We construct the VLM backbone by integrating Qwen2-VL-2B, a powerful and efficient model, into our framework. The Qwen2-VL 2B serves as the core of our architecture, providing robust capabilities for vision-language tasks. We use off-the-shelf Qwen2-VL model proposed in Qwen2-VL without any post training on VLM itself. You can download the official weights from this link:

Model Link
Qwen2-VL (~2B) huggingface

After downloading the standard weights, you have to replace the official "config.json" with our "config.json" designed for VLA.

Download our pretrained ScaleDP-H weights(Stage 1)
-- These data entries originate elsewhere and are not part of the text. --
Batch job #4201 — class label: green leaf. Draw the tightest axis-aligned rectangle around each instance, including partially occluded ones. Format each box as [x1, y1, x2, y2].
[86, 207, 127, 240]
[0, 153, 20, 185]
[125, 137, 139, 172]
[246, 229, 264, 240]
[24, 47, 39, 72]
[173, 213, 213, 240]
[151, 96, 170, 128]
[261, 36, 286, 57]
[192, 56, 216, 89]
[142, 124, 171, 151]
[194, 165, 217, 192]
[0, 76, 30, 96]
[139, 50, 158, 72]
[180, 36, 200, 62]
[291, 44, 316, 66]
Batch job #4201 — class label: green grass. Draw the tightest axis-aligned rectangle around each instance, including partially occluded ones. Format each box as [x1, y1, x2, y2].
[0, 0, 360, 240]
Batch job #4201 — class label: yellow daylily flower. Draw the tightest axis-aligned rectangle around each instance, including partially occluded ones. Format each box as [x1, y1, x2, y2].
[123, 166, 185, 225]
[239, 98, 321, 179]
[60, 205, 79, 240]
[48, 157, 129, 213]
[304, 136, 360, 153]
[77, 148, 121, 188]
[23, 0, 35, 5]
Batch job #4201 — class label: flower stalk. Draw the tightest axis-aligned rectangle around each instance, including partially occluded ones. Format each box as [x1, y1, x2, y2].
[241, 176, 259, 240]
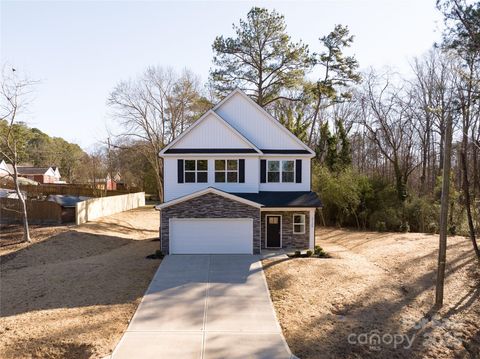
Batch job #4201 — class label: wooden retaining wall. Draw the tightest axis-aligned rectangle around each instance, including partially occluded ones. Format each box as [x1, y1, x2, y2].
[0, 198, 63, 224]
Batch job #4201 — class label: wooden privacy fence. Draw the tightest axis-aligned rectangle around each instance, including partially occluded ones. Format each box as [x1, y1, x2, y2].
[1, 182, 138, 198]
[0, 198, 63, 224]
[75, 192, 145, 224]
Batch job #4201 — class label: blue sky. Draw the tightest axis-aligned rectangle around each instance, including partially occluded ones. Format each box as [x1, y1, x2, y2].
[0, 0, 442, 149]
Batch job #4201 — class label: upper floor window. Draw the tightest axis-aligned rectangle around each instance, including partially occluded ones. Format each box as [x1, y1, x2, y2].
[185, 160, 208, 183]
[267, 160, 295, 183]
[215, 160, 238, 183]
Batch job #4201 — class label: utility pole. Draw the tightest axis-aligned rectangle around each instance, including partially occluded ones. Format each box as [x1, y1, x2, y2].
[435, 114, 453, 309]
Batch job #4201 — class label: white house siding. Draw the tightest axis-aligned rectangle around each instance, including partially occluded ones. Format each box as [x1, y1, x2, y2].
[164, 155, 260, 201]
[215, 93, 305, 150]
[258, 156, 311, 191]
[172, 114, 251, 148]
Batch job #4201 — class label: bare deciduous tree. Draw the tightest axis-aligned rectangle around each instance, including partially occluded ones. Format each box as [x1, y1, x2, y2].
[0, 66, 35, 242]
[108, 67, 210, 200]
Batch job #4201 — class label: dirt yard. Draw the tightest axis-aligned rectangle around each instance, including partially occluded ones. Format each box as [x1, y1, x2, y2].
[0, 206, 160, 358]
[264, 229, 480, 359]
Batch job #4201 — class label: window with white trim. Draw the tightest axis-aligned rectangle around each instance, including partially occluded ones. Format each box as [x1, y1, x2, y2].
[267, 160, 295, 183]
[184, 160, 208, 183]
[293, 214, 306, 234]
[215, 160, 238, 183]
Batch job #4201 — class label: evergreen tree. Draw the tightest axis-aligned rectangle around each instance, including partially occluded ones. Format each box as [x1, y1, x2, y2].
[210, 7, 310, 106]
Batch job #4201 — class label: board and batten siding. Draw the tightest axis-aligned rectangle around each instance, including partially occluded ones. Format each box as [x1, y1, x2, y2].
[172, 114, 251, 149]
[215, 93, 304, 150]
[164, 155, 260, 201]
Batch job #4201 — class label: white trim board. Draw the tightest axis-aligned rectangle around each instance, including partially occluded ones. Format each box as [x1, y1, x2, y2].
[260, 207, 316, 212]
[159, 110, 262, 156]
[155, 187, 262, 209]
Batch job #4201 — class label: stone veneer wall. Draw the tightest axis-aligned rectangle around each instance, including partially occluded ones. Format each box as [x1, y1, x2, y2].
[160, 193, 260, 254]
[261, 211, 310, 249]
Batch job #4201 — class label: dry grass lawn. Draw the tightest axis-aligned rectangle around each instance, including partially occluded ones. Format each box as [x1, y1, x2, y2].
[0, 207, 160, 358]
[264, 229, 480, 359]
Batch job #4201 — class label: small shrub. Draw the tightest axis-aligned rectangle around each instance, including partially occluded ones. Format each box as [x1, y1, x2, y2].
[375, 221, 387, 232]
[427, 222, 438, 234]
[399, 222, 410, 233]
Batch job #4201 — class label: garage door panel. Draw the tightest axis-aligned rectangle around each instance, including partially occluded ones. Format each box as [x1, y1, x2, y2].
[170, 218, 253, 254]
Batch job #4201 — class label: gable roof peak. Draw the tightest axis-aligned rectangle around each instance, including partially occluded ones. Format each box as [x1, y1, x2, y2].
[160, 109, 262, 155]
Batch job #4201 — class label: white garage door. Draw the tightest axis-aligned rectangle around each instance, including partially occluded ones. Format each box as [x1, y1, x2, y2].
[170, 218, 253, 254]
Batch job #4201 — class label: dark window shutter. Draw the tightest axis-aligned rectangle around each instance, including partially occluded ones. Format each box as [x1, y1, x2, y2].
[177, 160, 183, 183]
[238, 160, 245, 183]
[260, 160, 267, 183]
[295, 160, 302, 183]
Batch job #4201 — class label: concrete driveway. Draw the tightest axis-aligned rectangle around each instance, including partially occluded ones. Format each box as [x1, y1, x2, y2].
[112, 255, 292, 359]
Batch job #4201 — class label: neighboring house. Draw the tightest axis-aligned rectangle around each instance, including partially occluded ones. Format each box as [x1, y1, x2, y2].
[17, 166, 60, 183]
[0, 160, 61, 183]
[157, 90, 321, 254]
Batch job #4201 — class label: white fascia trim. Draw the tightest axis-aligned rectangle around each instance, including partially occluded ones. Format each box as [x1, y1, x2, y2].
[260, 207, 316, 214]
[212, 88, 315, 155]
[162, 153, 260, 159]
[260, 153, 315, 159]
[155, 187, 262, 210]
[159, 110, 262, 156]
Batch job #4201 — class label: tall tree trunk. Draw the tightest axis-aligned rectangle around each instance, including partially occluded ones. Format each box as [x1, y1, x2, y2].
[460, 149, 480, 263]
[12, 161, 32, 242]
[435, 117, 452, 308]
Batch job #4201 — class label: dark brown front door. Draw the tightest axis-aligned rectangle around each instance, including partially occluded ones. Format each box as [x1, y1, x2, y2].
[266, 216, 282, 248]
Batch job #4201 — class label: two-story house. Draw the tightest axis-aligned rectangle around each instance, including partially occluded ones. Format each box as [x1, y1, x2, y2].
[157, 90, 321, 254]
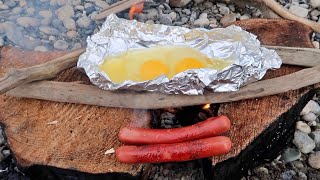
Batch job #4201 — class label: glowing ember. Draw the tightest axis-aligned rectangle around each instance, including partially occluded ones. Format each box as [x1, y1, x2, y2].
[129, 2, 144, 20]
[202, 104, 210, 109]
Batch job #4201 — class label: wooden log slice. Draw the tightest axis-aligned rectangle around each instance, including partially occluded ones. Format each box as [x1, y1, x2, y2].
[0, 47, 151, 177]
[212, 19, 319, 179]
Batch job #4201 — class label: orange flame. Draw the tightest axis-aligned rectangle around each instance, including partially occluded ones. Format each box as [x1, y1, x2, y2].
[129, 2, 144, 20]
[202, 104, 210, 109]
We released our pretrained weights of ScaleDP-H which is trained after Stage1. Now you can download the weights and directly finetuning your data on Stage 2.

Model Link
ScaleDP-H (~1B) huggingface
ScaleDP-L (~400M) huggingface

After downloading the weights, you have to transform it into safetensors format, you can simply run this code:

import torch
from safetensors.torch import save_file
path = "/path/to/open_scale_dp_l_backbone.ckpt"
checkpoint = torch.load(path, map_location=torch.device('cpu'))['nets']['nets']

# Save the weights in safetensors format
safetensors_path = "/path/to/open_scale_dp_l_backbone.safetensors"
save_file(checkpoint, safetensors_path)
print(f"Converted {path} to {safetensors_path}")
pass

🦾Train

We have already provided pretrained weights of ScaleDP which is stage 1. Belows are mainly about training process of Stage2 and Stage3.

Training Stage 2

python lerobot/scripts/train.py \
--policy.type dexvla \
--policy.qwen2_vl_path /path/to/official/Qwen2-VL-2B-Instruct \
--policy.pretrain_scaledp_path /path/to/pretrained/scale_dp_h/open_scale_dp_l_backbone.safetensors \
--policy.policy_head_size 'scaledp_h' \
--policy.training_stage 2 \
--dataset.repo_i lerobot/aloha_mobile_chair \
--policy.using_film true \
--output_dir /path/to/output \
--steps 10000 \
--save_freq 1000 \
--optimizer_lr 2e-5

Training Stage 3

Stage3 can be viewed as continual training on specific dexterous tasks like laundry folding which is same as PI0. So stage3 is trained based on stage2.

python lerobot/scripts/train.py \
--policy.type dexvla \
--policy.qwen2_vl_path /path/to/official/Qwen2-VL-2B-Instruct \
--.pretrained_path /path/to/pretrained/stage2/weights \
--policy.policy_head_size 'scaledp_h' \
--policy.training_stage 3 \
--dataset.repo_i lerobot/aloha_mobile_chair \
--batch_size 2 \
--policy.using_film true \
--output_dir /path/to/output \
--steps 10000 \
--save_freq 1000 \
--optimizer_lr 2e-5

Training Time

Original DexVLA is trained on 8 x H100 GPUs. And the training time for each stage is listed as follows:

Stage Batch Size(each gpu) Steps Time(hour)
Stage1 32 60000 30
Stage2 12 100000 30
Stage3 12 60000 18

Evaluation

Evaluation Script

You can evaluate dexvla by following scripts.

python lerobot/scripts/eval.py \
--policy.type dexvla \
--policy.pretrained_path /path/to/pretrained/stage2/or/stage3/weights \
--env.type aloha \
--env.episode_length 5 \
--policy.qwen2_vl_path /path/to/official/Qwen2-VL-2B-Instruct \
--env.task AlohaInsertion-v0 \
--eval.n_episodes 1 \
--eval.batch_size 1

Inference Speed

Tested on a single A6000 GPU, the DexVLA could infer 3.4 action chunks in one second. For each action chunk, if we execute 25 actions, the real control frequency can be 85 (3.4*25)Hz.